Investors File Suit Against Circle Following 0 Million Drift Protocol Hack

Investors File Suit Against Circle Following $280 Million Drift Protocol Hack

News | April 27, 2026 By:

On Friday, April 17, 2026, Binance.com reported that Circle Internet Financial is facing a class-action lawsuit over its handling of a $280 million exploit of the Drift Protocol on Solana. The lawsuit, filed in Oakland, alleges that Circle permitted the flow of USD Coin (USDC) after the exploit.

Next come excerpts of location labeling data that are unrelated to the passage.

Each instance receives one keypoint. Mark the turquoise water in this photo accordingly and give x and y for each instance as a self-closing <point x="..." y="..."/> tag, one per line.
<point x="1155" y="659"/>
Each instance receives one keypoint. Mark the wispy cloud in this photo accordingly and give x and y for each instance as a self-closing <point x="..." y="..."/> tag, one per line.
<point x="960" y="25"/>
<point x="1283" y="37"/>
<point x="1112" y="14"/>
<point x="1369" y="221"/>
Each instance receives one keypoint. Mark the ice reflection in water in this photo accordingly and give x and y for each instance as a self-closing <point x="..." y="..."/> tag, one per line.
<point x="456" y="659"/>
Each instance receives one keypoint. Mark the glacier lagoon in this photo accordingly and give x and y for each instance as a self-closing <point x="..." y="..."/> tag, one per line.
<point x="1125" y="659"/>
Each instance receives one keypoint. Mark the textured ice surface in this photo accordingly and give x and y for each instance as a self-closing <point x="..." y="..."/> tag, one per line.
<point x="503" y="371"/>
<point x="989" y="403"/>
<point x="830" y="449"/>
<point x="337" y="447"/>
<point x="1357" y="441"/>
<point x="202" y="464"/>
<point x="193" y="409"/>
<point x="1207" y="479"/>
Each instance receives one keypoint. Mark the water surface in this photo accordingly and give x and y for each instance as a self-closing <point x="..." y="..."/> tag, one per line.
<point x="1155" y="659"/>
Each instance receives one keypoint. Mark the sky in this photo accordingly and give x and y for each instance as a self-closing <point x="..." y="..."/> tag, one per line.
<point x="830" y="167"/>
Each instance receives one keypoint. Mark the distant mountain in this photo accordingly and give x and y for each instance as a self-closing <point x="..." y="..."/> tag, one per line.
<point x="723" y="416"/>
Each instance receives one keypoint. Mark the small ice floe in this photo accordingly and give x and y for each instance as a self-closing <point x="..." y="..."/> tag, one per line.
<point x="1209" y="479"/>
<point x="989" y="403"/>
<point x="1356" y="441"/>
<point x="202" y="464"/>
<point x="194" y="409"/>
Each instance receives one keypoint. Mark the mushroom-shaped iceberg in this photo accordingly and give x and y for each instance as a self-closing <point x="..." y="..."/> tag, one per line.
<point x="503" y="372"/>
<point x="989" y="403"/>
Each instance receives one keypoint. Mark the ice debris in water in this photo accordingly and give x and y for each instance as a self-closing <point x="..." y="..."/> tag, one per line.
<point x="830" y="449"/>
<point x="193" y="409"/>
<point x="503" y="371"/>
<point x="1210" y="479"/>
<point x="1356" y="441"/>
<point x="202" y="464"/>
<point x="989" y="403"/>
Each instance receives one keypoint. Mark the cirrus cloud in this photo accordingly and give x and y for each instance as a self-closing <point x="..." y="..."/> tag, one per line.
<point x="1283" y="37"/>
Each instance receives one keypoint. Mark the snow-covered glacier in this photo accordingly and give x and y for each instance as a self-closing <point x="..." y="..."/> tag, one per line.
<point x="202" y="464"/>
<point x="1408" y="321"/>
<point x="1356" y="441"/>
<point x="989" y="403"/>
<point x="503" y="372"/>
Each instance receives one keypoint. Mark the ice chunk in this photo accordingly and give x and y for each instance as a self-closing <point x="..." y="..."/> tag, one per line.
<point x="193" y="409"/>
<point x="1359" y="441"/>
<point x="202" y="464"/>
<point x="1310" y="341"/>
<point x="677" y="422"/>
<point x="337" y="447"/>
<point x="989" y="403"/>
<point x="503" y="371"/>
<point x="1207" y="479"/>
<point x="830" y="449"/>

The case stems from an April 1, 2026, hack of the Drift Protocol, which resulted in the loss of approximately $280 million in digital assets. Plaintiffs claim that attackers moved around $230 million through USDC and Circle’s Cross-Chain Transfer Protocol (CCTP) bridge without any effective intervention. The lawsuit seeks damages for affected investors and questions whether freezing funds could have mitigated losses. Gibbs Mura, A Law Group, representing Drift Protocol investors, filed the class action on April 14, 2026.

The complaint names Circle Internet Financial and Circle Internet Group as defendants, linking them to one of the largest crypto exploits recorded on the Solana network in 2026. The focus is on how the stablecoin infrastructure managed transaction flows following the breach. Crypto users on X, formerly Twitter, widely flagged the incident within an hour of the hack, prompting market participants to urge immediate intervention as stolen funds moved across chains.

According to the filing, some ecosystem operators froze portions of the assets, but activity continued through Circle’s USDC infrastructure. Investigators suggest the attackers may be linked to North Korea, noting that the assets were routed from Solana to Ethereum to reduce traceability.

Attackers reportedly gained control of Drift Protocol’s asset transfer systems in about 12 minutes on April 1. The breach enabled rapid draining of funds across multiple wallets, marking it as one of the most significant DeFi security incidents of the year on Solana. After the initial theft, the attackers moved assets from Solana to Ethereum to complicate tracking and delay recovery efforts.

The complaint highlights an eight-hour offloading phase involving USDC and Circle’s Cross-Chain Transfer Protocol, during which roughly $230 million was moved. Plaintiffs argue that monitoring systems should have flagged or restricted the flows during active exploitation.

Drift Protocol halted all trading immediately after detecting the breach and issued alerts to users, freezing platform activity.